Sour Cream Pound Cake

Prep Time
10 mins
Cook Time
1 hr 15 mins
Total Time
1 hr 25 mins

This classic sour cream pound cake recipe is firm and dense but still very moist. Perfect for carving or just serving with whipped cream and fresh fruits!

Servings: 12 Slices
Course: Cake, Dessert
Cuisine: American
Calories: 597 kcal
Author: CakeWhiz


  • 3 cups All-purpose flour
  • 1 cup Sour cream Full fat
  • 1 cup Butter Unsalted
  • 3 cups Granulated sugar
  • 6 Eggs Large
  • 1/2 tsp Baking soda
  • 1 tbsp Vanilla extract
  • 1/4 tsp Almond extract Optional
  • 1 cup Strawberries Washed, Patted dry, Sliced in half
  • 1 cup American buttercream frosting
  • 1/2 cup Nutella syrup


  1. Add butter and sugar in a mixing bowl and cream for 7-10 minutes until the mixture is so pale that it's "whitish" in color.

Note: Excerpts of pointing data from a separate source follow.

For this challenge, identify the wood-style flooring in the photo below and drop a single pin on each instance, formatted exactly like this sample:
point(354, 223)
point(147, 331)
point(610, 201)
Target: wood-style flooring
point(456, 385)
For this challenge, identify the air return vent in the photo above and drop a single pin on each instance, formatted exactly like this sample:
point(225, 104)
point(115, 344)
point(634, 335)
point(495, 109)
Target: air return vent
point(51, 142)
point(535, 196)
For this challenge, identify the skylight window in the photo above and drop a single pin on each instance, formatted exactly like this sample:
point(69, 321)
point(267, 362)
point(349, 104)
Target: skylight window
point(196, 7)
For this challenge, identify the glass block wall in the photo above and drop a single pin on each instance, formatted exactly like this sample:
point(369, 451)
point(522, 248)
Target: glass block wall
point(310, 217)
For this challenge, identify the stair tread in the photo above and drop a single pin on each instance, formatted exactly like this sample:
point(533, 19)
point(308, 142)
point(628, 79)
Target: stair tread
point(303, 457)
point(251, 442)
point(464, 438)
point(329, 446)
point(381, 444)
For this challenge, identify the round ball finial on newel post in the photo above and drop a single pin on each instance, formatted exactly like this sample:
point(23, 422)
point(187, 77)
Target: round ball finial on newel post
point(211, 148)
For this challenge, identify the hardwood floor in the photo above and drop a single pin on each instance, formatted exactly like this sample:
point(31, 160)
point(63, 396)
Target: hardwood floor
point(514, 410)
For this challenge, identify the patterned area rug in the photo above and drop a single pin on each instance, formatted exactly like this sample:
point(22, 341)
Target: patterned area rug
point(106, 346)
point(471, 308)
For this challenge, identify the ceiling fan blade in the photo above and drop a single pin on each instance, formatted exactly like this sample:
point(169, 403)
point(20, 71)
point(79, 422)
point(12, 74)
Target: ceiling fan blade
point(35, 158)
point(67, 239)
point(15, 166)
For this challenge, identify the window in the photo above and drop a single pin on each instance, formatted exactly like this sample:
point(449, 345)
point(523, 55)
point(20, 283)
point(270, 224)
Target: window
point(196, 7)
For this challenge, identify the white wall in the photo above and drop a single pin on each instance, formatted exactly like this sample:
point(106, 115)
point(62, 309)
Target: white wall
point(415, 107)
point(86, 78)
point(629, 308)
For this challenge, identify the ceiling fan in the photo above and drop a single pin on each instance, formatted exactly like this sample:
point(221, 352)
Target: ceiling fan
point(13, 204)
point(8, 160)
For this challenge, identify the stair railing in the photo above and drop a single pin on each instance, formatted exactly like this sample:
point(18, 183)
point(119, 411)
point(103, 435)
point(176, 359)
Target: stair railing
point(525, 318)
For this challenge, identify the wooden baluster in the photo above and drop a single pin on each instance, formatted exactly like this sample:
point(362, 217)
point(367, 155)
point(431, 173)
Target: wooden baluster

  2. Add eggs, one at a time, while mixing.

  3. Add sour cream and extracts and mix until just combined.

  4. Combine the flour and baking soda in a separate bowl and dump this dry mixture into the wet mixture. Mix until just combined. Don't over-mix or else you will end up with a flat and tough cake!

  5. Pour this batter in a greased/floured loaf pan (Dimensions: 10 x 5).

  6. Bake at 325 degrees for 1 hour and 25 minutes or until an inserted toothpick comes out clean.

  7. Once the cake has cooled down, frost the top with whipped cream or buttercream icing.

  8. Add some fresh strawberries and drizzle Nutella syrup over the whole cake. Enjoy!

Recipe Notes

  • Read all my tips above. 
  • Leftovers can be stored in a sealed container in the fridge for up to 3 days. 

Until next time, tata my lovelies!

9 comments on “Classic Sour Cream Pound Cake Recipe”

  1. This is calling my name! I want this right now!

  2. I love this! Such a classic favorite!